The paper introduces the beta release of Figma’s Model Context Protocol (MCP) server, designed to integrate Figma directly into the developer workflow to enable Large Language Models (LLMs) to achieve design-informed code generation. Traditionally, providing design context to AI tools was limited to feeding images or API responses to chatbots. The Figma MCP server leverages the Model Context Protocol (MCP), a new standard for applications to supply context to LLMs, to overcome this limitation.
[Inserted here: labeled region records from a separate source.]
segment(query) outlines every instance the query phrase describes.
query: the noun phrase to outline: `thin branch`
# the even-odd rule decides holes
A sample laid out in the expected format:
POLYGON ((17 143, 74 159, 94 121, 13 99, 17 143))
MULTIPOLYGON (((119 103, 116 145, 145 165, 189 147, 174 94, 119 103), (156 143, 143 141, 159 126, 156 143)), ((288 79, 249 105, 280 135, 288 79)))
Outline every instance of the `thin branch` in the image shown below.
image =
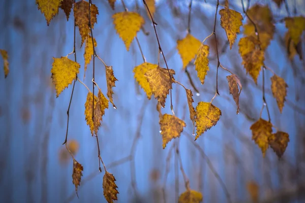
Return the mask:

The core methodology revolves around enhancing LLMs' ability to generate precise, informed, and system-aligned code by providing rich, contextual design information from Figma. This extends beyond the LLM’s training data and typical agentic tooling that provides codebase context (e.g., existing code, repository history, documentation, database schemas). The Figma MCP server adds the crucial "design fingerprint" to ensure generated code aligns not just with the codebase's unique structure, framework, vocabulary, and workflow, but also with the design intent.

The server translates design intent for LLMs by mimicking a human developer's holistic understanding process, from high-level overviews to intricate details. It achieves this by surfacing specific types of context, allowing configuration to control what information is returned, through four primary mechanisms:

  1. Pattern Metadata: This mechanism leverages existing design system investments, such as components, variables, and styles that are already aligned between design and code. By providing direct references to these patterns, the server significantly improves the precision and efficiency of generated code while reducing LLM token usage. For instance, instead of an LLM inferring a component from a screenshot and potentially searching extensively or creating a new one, the Figma MCP server, via Code Connect, can provide the exact file path to the corresponding code component. Similarly, for design tokens (variables), it can supply the precise variable name and its associated code syntax (e.g., CSS variable name for a color), rather than just a hexadecimal value, enabling the LLM to use the correct design system primitive.
  1. Screenshots: While pattern metadata is crucial for system alignment, visual context remains vital. Screenshots are provided to convey interactive content representation (e.g., an image of a map to represent an embedded map feature) or high-level structural understanding. These high-level screenshots capture the overall flow, sequence of screens, responsive contexts (mobile/desktop), and relationships between design sections or nodes, providing the LLM with an understanding of design intent that goes beyond style details. This visual information is supplementary, and when combined with Figma’s code outputs, it yields superior performance in code generation compared to either method alone.
  1. Interactivity (Pseudocode): To describe design behaviors and functionality, the server provides pseudocode or code examples. This "code prototype" is more effective than simply enumerating properties, especially when informed by the codebase through features like code syntax for variables and Code Connect for components. This approach is particularly useful for representing encapsulated functionality (e.g., a stateful component) or highlighting differences in a sequence of UI states. An example cited is the server providing working React and Tailwind CSS representations of an image gallery, which LLMs can directly incorporate.
  1. Content: The server also extracts and provides "placeholder content" from Figma, such as text strings, SVG assets, images, layer names, and annotations. This content is crucial for LLMs to derive how to populate the generated interface with actual data models from the code side. By understanding the implied content and its structure (e.g., through layer names or specific text elements), the LLM can more accurately infer the data relationships required for the final code.

The Figma MCP server is currently in beta, offering three primary tools to retrieve context: one for code, one for images, and one for variable definitions, accessible for current selections or specific node IDs. The code tool's response type is configurable (e.g., React and Tailwind output). Future developments include remote server capabilities, deeper codebase integrations, and support for features like annotations and Grid systems.